Chris P - Well, to be honest, it’s not a far cry from what they’re able to do. I guess if telepathy is being able to sense someone’s emotions or their internal state of what they’re thinking, ants kind of do have a way of being able to do that. They use chemical smells - pheromones and queen’s emit what we call a queen pheromone in the colony. What this pheromone does is it tells the workers in the colony that she is the queen. And it has another role as well so it acts as an infertility sort of signal so it suppresses the ovaries of the workers and stops them from reproducing. So, if the queen dies, she obviously stops emitting that signal and that’s how they are able to tell whether or not the queen is present any more and the workers themselves can start laying eggs and try to get some reproduction.

Chris S -  Is that what happens: if the queen is lost for whatever reason, will a new queen emerge from amongst the ranks if you like?

Chris P - It really depends on the species, but in your average ant then generally no, so the queen once she’s lost, she’s lost. And in bumble bees as well, once she’s lost, she’s lost.

Chris S - So what happens to them? What happens to the colony, does it just sort of go into anarchy or something?

Chris P - Again, it depends on the species. If it’s a species where workers are able to still lay eggs, then they can lay male eggs. They haven’t been fertilised so they’re not able to make males or females but they can lay male eggs which will disperse and mate with another queen, so it’s an opportunity for, if the queen dies, a second resort for the workers to get some reproduction in.

Chris S - Ah. So the genes live on even though the colony itself maybe the end of the road for them? Rachel?

Rachel - If they’ve made some great structure that they live in, in the end does everybody in that one die and then that’s left empty? Is it just left forever or does another team of ants move in?
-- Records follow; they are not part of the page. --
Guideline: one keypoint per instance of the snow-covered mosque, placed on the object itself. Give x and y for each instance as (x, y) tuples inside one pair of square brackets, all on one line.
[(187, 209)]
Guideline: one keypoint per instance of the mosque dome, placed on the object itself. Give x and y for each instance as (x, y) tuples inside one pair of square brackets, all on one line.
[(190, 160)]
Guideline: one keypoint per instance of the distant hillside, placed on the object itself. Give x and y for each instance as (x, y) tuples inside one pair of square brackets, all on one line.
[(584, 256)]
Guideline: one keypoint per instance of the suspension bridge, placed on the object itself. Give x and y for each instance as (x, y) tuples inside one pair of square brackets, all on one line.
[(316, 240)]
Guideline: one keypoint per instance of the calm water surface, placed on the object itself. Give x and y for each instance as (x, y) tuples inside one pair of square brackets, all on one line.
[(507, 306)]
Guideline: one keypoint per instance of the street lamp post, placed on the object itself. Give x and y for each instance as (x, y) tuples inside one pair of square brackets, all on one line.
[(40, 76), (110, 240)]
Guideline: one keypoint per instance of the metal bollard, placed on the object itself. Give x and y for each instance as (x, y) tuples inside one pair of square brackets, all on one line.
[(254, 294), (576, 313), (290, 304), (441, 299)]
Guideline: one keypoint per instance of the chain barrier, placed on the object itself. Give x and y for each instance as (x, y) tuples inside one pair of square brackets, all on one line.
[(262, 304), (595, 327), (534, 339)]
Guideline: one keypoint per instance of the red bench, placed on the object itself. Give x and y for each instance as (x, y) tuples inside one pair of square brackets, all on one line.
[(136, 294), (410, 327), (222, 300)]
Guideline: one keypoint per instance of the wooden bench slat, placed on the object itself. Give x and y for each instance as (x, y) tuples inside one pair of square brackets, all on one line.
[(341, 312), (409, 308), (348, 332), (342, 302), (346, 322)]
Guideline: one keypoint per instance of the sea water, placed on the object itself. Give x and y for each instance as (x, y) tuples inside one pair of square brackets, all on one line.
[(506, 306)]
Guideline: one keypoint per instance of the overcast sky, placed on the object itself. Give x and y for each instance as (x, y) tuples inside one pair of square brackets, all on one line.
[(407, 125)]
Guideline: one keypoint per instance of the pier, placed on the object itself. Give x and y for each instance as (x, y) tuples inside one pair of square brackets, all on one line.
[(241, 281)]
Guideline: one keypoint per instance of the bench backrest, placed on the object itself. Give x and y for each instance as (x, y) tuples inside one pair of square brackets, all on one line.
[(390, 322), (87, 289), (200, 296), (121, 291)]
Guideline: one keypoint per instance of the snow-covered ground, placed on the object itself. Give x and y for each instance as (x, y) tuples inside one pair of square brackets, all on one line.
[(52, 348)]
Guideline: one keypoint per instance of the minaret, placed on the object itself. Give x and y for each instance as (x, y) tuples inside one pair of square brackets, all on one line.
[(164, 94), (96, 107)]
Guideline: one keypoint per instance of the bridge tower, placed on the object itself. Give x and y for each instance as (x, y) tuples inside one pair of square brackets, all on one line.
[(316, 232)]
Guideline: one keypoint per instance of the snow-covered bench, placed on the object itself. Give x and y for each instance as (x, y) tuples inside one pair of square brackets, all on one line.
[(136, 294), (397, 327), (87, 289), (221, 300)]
Chris P - As I said, the workers can only produce males because they haven’t been mated and without the queen there producing more workers then, obviously, the colony eventually just dwindles; the workers die off and that residence is empty. In honey bees you might get colonies moving in and trying to utilise that space. In ant colonies, because they’re just made out of soil they’ll eventually collapse or another colony might use it.